The national income and product accounts (NIPA), which undergirds the measurement of GDP, was originally constructed to tabulate only market activities. When it comes to the environment, there are three problems with the NIPA. It counts the unsustainable overharvesting of fisheries and forests and the activities of pollution-causing factories as economic activity with no offsetting deductions; it depreciates man-made capital, but largely ignores the depletion of natural capital such as oil, forests, and underground aquifers; and it fails to count the numerous goods and services provided by air, water, wetlands, and complex ecosystems--or even the value of visits to Yellowstone National Park.
Nature's Numbers comes down solidly in favor of green accounting. It calls for extending the NIPA "to include assets and production activities associated with natural resources and the environment." And it argues against the Commerce Department's earlier "phased approach" of gradually adding "satellite accounts" to test the inclusion of new concepts. Instead, it advocates a comprehensive approach of developing a series of nonmarket accounts parallel with the near-market accounts. That means that air and water quality (nonmarket accounts) would be included along with near-market activities like cooking hamburgers at home and the services of consumer capital like automobiles and washing machines.
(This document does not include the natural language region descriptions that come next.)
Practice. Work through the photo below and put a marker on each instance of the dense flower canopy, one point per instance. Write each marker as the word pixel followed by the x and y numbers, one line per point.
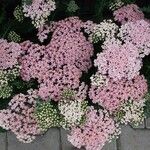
pixel 86 76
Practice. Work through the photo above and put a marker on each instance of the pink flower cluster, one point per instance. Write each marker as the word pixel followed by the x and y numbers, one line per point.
pixel 119 61
pixel 19 117
pixel 58 65
pixel 137 33
pixel 9 53
pixel 38 11
pixel 128 13
pixel 115 93
pixel 98 129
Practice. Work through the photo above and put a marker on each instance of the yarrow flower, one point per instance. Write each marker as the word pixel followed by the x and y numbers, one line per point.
pixel 98 129
pixel 131 112
pixel 38 11
pixel 9 54
pixel 116 5
pixel 19 117
pixel 128 13
pixel 60 64
pixel 105 30
pixel 72 109
pixel 6 77
pixel 119 61
pixel 137 33
pixel 99 80
pixel 72 6
pixel 47 115
pixel 115 93
pixel 14 37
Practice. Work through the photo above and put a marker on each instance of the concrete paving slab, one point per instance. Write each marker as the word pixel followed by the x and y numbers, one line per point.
pixel 148 123
pixel 3 142
pixel 49 141
pixel 132 139
pixel 110 146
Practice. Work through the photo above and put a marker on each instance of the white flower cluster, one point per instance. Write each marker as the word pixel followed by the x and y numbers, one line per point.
pixel 73 111
pixel 99 80
pixel 131 112
pixel 5 78
pixel 39 11
pixel 115 5
pixel 105 30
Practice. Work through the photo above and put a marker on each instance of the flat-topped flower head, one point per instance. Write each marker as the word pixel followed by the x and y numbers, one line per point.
pixel 98 129
pixel 128 13
pixel 119 61
pixel 115 93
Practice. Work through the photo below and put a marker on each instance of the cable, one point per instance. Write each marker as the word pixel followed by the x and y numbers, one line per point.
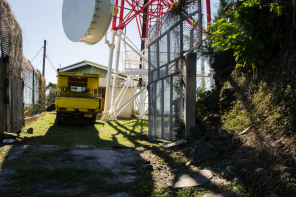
pixel 37 54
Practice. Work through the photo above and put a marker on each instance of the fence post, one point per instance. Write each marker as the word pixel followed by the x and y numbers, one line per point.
pixel 2 96
pixel 190 95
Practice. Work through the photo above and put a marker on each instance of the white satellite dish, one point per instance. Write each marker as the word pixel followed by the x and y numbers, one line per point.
pixel 86 20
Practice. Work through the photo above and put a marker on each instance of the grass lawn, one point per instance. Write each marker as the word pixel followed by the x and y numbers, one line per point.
pixel 112 134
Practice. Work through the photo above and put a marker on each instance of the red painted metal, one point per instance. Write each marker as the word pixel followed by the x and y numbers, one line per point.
pixel 114 18
pixel 144 12
pixel 208 5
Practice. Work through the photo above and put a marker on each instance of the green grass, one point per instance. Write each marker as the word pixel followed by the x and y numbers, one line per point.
pixel 125 134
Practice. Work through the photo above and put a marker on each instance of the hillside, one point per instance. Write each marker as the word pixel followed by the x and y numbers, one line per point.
pixel 254 58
The book was originally produced as a report by the Panel on Integrated Environmental and Economic Accounting, which was established by the National Academy of Sciences, at the request of the Commerce Department, reportedly after a couple of congressmen from coal-mining states forced the cessation of Commerce's modest attempts at green accounting in the early 1990s. The panel was packed with high-level economists and technocrats, and chaired by William D. Nordhaus, a former member of the President's Council of Economic Advisers and provost at Yale, who has published extensively on environmental economics. His role indicates the importance of this project and how mainstream green accounting is becoming.
This is a careful, intelligent, and weighty book about an often complex subject. (It is also quite well-written, for its genre.) As such, it will provide an important boost to the efforts for green accounting in the NIPA and may be difficult for Congress to resist. It should help move us to the point where protecting the environment no longer shows up as a drag on GDP.
Yet some would argue that environmental accounting doesn't go far enough. Redefining Progress, a San Francisco-based progressive think tank, maintains that we also need to incorporate activities such as crime and divorce as negatives and community life and volunteer activity as positives in a true measure of well-being--a "genuine progress indicator." Maybe so. After all, we tend to treasure what we measure.